# Help me bring out the grain!!



## RDK (Jan 31, 2011)

What is the best way to bring out the wood grain in Baltic birch plywood. I build speaker enclosures. Usually I coat them with a hard coating but I have recently been asked to do a custom look to accent a guitar. I'd like to give it a whirl. Any advice? 

Here is a picture of the wood on the guitar.


----------



## Steve Neul (Sep 2, 2011)

To bring out the grain you will need a little stain. If you are wanting to stay close to the natural color you can thin the stain so that it doesn't add much color but being birch you should use a wood conditioner first to keep the stain from making it blotchy.

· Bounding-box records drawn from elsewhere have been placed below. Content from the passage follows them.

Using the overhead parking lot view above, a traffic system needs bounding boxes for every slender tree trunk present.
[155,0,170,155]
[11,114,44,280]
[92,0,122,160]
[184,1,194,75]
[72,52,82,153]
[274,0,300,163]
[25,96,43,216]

Then it can be coated with polyurethane to give it long term protection. Before putting anything on the guitar you should make some samples with some scrap wood first to make sure you have the appearance you like.


----------



## cabinetman (Jul 5, 2007)

Try a sample of your Birch sanded to 180x-220x without a conditioner to see how even a finish you get. You may not get any blotching. You could try a 50/50 mix of BLO (boiled linseed oil) and naptha as a start before you topcoat. That would create some enhancement.










 







.


----------



## ed_h (Dec 1, 2010)

Birch often doesn't have very dramatic grain, so there may not be much there to enhance.


----------



## WillemJM (Aug 18, 2011)

Have you tried Target Coatings?

As a matter of interest, I asked the same question to Homestead Finishing Products recently on the phone and they interpreted "grain" as the pores in the wood and "figure" as what I wanted to bring out.


----------